The Boy only calls the Baby by her middle name. He likes it better. When she was first born we asked him what he thought her name should be. He responded, very seriously, “I think her name should mean rejoicing.” I found a middle name that means rejoice and that’s what he has called her ever since, it’s his name for her and he’s on a one boy campaign to have the rest of us call her by that name too by saying it so often. We’ve all slipped and called her by her middle name thanks to his efforts. Now the Girls has taken it upon herself to defend the Baby’s first name. Every time the boy calls her by her middle name the Girl pipes in “And her name is {first name} too.”
Everything the girl plays with these days has a conversation. Her carrots start talking to each other at the dinner table. Her spinach will engage in existential debate before it is consumed.
“Who are you?”
“I am gomflung, who are you?”
“Why are you Gomflung?”
“Because.”
“Mommy I eat it.”
Yesterday the Girl stomped on the Boy’s face with her shoes on. He cried. She didn’t mean to hurt him, she just forgot that she was wearing shoes and yes, he doesn’t mind if she stomps on his face when they’re playing together most days, just as she doesn’t mind if he grabs her and throws her down on the floor mid stride, most days. They can play ”the hitting game”* for hours and giggle and giggle and giggle. But yesterday the Boy got hurt. It was so sweet to see the girl go up to him as he cried and say, “I’m sorry.” And to watch him reply, through his tears, “I forgive you.” Then they gave each other a hug and bounced apart laughing again, completely reconciled.
I want to suck up and treasure everything about these days; I know they won’t last long. The Boy has already begun to grow a bit of a world-weary edge sometimes. The refrain of “I don’t like that, I don’t want to do that, I just want to stay at home” comes easily to the lips of a boy who used to virtually explode with excitement when ever I proposed something.

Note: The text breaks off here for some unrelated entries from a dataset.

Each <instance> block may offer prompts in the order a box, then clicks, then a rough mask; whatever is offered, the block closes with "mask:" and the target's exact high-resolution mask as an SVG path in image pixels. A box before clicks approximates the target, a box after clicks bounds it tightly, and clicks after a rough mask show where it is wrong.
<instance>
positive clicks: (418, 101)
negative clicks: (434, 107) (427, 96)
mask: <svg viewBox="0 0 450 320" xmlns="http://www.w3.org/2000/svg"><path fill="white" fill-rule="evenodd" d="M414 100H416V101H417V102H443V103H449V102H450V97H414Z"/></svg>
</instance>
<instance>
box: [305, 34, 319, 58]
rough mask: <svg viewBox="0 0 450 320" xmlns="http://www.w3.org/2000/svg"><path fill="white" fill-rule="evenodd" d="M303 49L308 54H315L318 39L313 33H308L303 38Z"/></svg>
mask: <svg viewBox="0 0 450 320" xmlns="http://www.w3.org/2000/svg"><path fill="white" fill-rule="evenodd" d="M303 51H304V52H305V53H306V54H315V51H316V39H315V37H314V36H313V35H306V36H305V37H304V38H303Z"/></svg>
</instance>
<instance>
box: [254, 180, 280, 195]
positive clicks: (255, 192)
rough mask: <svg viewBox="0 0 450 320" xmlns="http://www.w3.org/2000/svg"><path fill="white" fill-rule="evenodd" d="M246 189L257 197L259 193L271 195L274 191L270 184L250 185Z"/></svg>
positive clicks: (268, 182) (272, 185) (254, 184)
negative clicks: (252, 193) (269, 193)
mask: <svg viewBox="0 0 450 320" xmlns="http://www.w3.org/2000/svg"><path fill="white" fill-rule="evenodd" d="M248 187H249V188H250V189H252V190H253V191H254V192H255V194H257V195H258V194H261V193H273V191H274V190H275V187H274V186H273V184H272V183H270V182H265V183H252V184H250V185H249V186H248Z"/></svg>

Now I hold onto those moments when he jumps up and down and enthusiastically yells, “Mommy’s making us SANDWICHES FOR LUNCH. Thank-you mommy, I like sandwiches, that’s really good of you to make us sandwiches. I asked you for them and then you made me them thank-you mom. WOOHOO! Girl mommy’s making us SANDWICHES! Do you want sandwiches?” “Uh huh” “Yeah because sandwiches TASTE GOOD and their really yummy and their good for my body.”
They are at the age of wonder right now, and it’s going by too fast.
Happy Love Thursday
3 thoughts on “I love my kids”
Thanks for sharing, sweetie. 🙂 Sounds a little like my kids, though I think my two are a little different ages than yours….not by much….I think?
It’s so much fun watching them change and be serious and be grown up….and be little kids, isn’t it? 🙂
What a wonderful sweet post. Full full days of joy. Thanks for sharing. You are wise to treasure these moments. They a magically and fleeting. Enjoy enjoy enjoy. Happy LT!
how beautiful! i can’t help hoping my children will be such lovely little creatures when i have them.